18. With regard to the claim made by the very same Union in W. P. No. 17147 of 1998 regarding providing employment on Saturdays to the members of the petitioner Union and to pay back wages for the previous four Saturdays, I am of the view that the same may also be considered by the Inspector while conducting enquiry with regard to permanent status of the members of the petitioner Union.
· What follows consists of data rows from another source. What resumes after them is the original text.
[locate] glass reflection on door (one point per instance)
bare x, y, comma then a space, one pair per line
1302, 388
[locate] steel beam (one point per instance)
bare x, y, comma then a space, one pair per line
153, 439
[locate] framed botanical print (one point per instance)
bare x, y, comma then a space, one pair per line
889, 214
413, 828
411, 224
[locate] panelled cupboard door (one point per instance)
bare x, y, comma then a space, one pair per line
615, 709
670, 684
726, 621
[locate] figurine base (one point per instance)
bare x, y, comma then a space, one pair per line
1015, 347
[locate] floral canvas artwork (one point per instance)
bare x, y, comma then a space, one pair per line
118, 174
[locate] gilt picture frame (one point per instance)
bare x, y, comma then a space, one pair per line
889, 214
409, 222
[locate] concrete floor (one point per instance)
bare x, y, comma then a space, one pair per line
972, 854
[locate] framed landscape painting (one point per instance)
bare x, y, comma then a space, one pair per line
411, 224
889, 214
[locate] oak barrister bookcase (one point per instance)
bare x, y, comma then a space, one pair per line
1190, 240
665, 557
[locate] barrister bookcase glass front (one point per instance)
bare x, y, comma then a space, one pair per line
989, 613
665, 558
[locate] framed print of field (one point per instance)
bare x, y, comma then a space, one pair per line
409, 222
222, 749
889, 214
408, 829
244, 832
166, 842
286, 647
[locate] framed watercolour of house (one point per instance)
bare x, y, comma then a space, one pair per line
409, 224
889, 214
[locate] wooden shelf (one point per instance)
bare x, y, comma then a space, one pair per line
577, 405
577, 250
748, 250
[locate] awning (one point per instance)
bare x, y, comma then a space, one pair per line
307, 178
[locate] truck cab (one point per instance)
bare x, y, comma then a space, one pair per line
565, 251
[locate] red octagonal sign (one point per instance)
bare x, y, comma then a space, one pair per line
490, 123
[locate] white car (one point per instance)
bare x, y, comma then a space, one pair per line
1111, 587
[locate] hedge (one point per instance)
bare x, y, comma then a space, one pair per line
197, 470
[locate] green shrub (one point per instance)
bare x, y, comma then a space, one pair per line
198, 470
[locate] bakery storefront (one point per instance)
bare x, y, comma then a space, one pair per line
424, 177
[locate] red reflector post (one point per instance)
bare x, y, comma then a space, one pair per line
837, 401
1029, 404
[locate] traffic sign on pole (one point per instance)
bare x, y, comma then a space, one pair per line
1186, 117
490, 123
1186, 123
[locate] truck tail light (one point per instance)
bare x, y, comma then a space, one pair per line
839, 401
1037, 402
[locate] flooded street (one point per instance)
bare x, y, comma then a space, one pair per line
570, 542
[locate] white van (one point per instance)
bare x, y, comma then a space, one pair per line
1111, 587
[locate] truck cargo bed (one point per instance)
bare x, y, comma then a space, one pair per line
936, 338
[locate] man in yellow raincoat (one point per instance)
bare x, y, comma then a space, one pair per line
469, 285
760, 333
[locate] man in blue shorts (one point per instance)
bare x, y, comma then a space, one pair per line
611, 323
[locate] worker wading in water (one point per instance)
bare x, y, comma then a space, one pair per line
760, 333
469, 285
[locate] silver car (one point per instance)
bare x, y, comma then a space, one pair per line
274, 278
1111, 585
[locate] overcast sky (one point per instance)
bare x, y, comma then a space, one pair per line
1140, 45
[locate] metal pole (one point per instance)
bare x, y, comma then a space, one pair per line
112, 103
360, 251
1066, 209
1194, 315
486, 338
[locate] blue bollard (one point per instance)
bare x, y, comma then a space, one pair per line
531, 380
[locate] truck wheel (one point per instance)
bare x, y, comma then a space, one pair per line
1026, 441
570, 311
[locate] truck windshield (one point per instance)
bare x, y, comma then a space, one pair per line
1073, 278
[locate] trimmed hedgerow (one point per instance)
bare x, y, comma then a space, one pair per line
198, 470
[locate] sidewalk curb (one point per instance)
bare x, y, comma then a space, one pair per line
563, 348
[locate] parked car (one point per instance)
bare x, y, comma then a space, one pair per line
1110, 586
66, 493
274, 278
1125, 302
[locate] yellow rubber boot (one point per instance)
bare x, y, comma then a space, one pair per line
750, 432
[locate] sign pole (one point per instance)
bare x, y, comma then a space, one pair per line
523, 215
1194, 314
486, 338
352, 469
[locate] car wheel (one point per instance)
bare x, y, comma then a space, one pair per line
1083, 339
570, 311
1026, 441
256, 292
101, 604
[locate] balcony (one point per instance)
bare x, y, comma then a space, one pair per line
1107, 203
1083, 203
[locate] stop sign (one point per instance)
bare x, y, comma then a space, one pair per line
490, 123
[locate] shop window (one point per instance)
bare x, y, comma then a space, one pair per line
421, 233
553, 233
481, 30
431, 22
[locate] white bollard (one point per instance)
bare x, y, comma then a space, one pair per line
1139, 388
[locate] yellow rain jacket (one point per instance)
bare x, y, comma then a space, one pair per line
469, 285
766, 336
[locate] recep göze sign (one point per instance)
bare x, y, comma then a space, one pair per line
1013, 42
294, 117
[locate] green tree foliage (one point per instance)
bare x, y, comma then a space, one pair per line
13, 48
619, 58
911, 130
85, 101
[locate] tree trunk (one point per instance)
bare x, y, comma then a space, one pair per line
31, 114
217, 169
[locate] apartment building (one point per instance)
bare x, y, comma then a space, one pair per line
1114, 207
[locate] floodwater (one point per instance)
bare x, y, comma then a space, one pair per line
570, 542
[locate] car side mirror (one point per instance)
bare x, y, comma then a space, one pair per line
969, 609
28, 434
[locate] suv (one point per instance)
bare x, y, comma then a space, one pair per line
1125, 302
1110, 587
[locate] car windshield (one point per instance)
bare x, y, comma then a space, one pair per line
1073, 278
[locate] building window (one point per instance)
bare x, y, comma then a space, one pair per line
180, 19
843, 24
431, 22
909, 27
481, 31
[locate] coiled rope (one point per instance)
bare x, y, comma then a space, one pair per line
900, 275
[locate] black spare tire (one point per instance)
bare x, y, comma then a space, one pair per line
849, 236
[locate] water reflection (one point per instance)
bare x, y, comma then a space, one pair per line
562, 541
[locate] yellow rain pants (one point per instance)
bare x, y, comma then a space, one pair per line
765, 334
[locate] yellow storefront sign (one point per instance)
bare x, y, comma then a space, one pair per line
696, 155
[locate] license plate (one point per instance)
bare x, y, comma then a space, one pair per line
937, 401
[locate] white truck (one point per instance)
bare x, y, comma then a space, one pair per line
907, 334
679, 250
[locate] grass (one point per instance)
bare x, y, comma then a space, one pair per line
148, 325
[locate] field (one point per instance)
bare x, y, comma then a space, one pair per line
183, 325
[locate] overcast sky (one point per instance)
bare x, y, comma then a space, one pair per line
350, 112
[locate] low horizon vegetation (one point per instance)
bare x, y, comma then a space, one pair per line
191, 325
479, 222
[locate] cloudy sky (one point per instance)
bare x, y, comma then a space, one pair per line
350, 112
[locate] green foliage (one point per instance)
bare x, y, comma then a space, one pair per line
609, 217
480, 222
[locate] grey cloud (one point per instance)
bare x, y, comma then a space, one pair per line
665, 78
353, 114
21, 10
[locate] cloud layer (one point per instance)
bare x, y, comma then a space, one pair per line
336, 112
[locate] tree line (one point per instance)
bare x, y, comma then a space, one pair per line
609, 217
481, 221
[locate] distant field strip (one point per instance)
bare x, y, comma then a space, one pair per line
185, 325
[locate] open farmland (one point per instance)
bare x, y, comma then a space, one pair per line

19. Under these circumstances, I pass the following orders:

1.    The    Tamil    Nadu   Industrial Establishments (Conferment of Permanent Status to Workmen) Act, 1981 (Tamil Nadu Act 46 of 1981) is applicable to the second respondent Corporation;
 

2. The 'Inspector' having jurisdiction over the second respondent is directed to inspect and verify the records of the second respondent Corporation and pass appropriate orders under Section 3 of the said Act with regard to the claim made by the members of the petitioner Union;
 

3. The 'Inspector' is also directed to consider the claim made by the petitioner Union regarding employment on Saturdays to the members of the petitioner Union;
 

4. The 'Inspector' is further directed to determine the above referred questions within three months from the date of receipt of a copy of this Order after affording an opportunity of being heard to both parties; and
 

5. Till an order is passed by the 'Inspector' as stated above, status quo as on date shall be maintained by both parties.
 

6. Writ petitions are allowed to the extent mentioned above. No costs. All the miscellaneous petitions are closed.